Stating that UTF-8 encoding does not mean that your. py file is UTF-8 encoded, and you must make sure that notepad++ is using UTF-8 without BOM encoding:
If you use notepad++ for editing, in addition to adding #-*-Coding:utf-8-*-, the Chinese string must be a Unicode string:
Stating that UTF-8 encoding does not mean that your. py file is UTF-8 encoded, and you must make sure that notepad++ is using UTF-8 without BOM encoding:
If the. py file itself uses UTF-8 encoding and also affirms the #-*-Coding:utf-8-*-, open the command prompt test to display the Chinese correctly:
Formatting
The last common question is how to output a formatted string. We often output similar ' Dear XXX Hello! Your xx month's charge is XX, the balance is xx ' such string, and the XXX content all is according to the variable change, therefore, needs a simple format string the way.
In Python, the format used is consistent with the C language, and is implemented in%, for example as follows:
>>> ' Hello,%s '% ' world '
Hello, world '
>>> ' Hi,%s, have $%d. '% (' Michael ', 1000000)
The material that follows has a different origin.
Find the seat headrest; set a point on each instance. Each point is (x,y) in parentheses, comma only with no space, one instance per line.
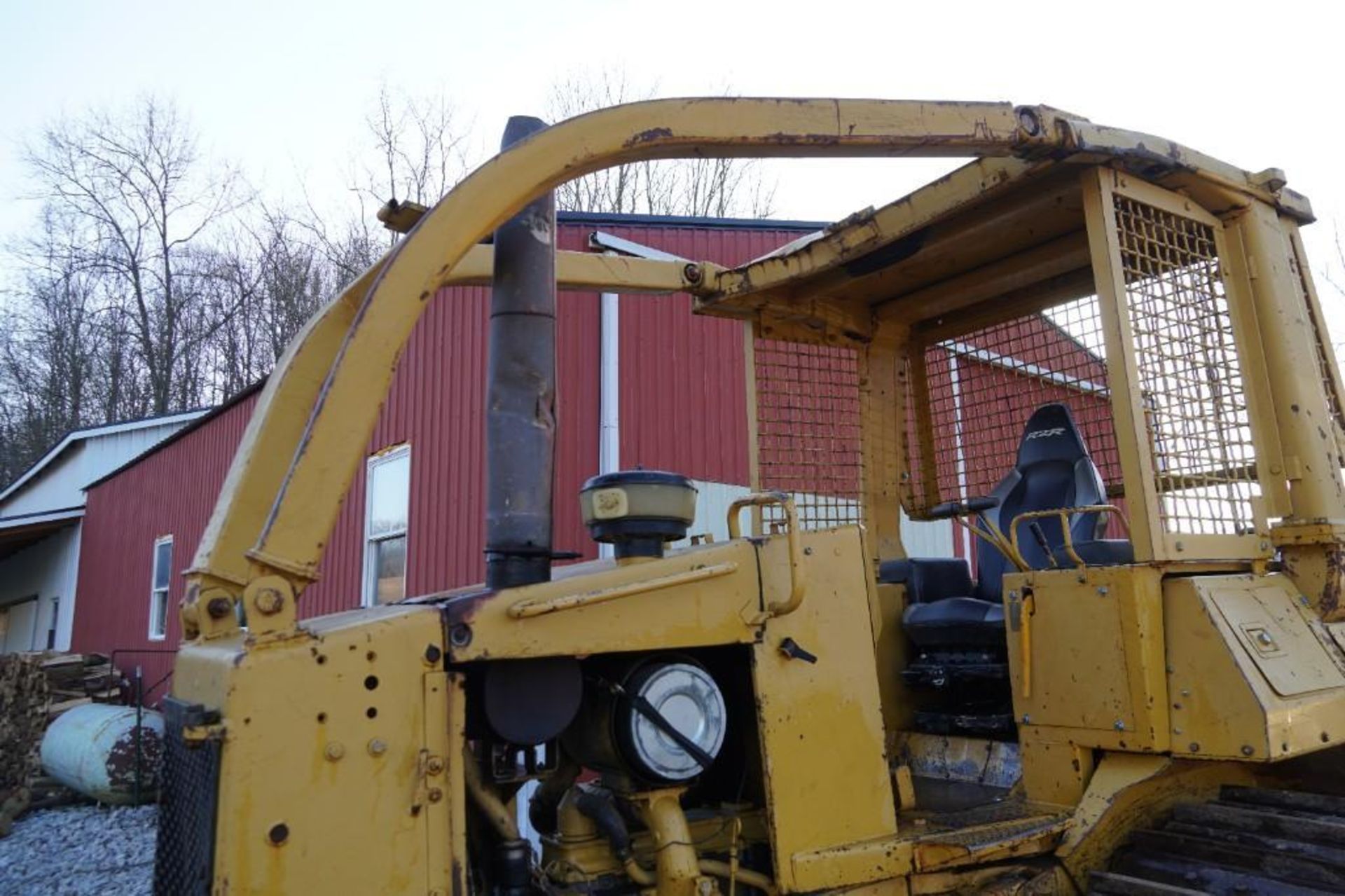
(1051,435)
' Hi, Michael, you have $1000000. '
As you may have guessed, the% operator is used to format strings. Inside the string,%s represents a string substitution,%d is replaced with an integer, a few% placeholders, followed by a few variables or values, the order should be good. If there is only one%, parentheses can be omitted.
The common placeholders are:
- %d integer
- %f floating-point numbers
- %s string
- %x Hex Integer
in which, formatting integers and floating-point numbers can also specify whether to complement 0 and the digits of integers and decimals:
>>> '%2d-%02d '% (3, 1)
' 3-01 '
>>> '%.2f '% 3.1415926 '
3.14 '
If you are unsure what to use,%s will always work, and it converts any data type to a string:
>>> ' Age:%s. Gender:%s '% (True)
' age:25. Gender:true '
For Unicode strings, the usage is exactly the same, but it is best to ensure that the replaced string is also a Unicode string:
>>> u ' Hi,%s '% u ' michael '
U ' Hi, Michael '
Sometimes, the% of a string is a normal character. This time you need to escape and use percent% to represent one%:
>>> ' growth rate:%d%% 7 '
growth rate:7% '
Summary
Due to legacy issues, Python 2.x version supports Unicode, but requires both the ' xxx ' and ' xxx ' string representations in syntax.
Python, of course, supports other encodings, such as encoding Unicode into GB2312:
>>> u ' Chinese ' encode (' gb2312 ')
' \xd6\xd0\xce\xc4 '
But this is a way of asking for trouble, and if you don't have special business requirements, remember to use only Unicode and UTF-8 encoding.
In the Python 3.x version, the ' xxx ' and u ' xxx ' are unified into Unicode encoding, that is, writing the prefix U is the same, and the string in bytes must be prefixed with a B prefix: B ' xxx '.
When formatting strings, you can use Python's interactive command line to test it quickly and easily.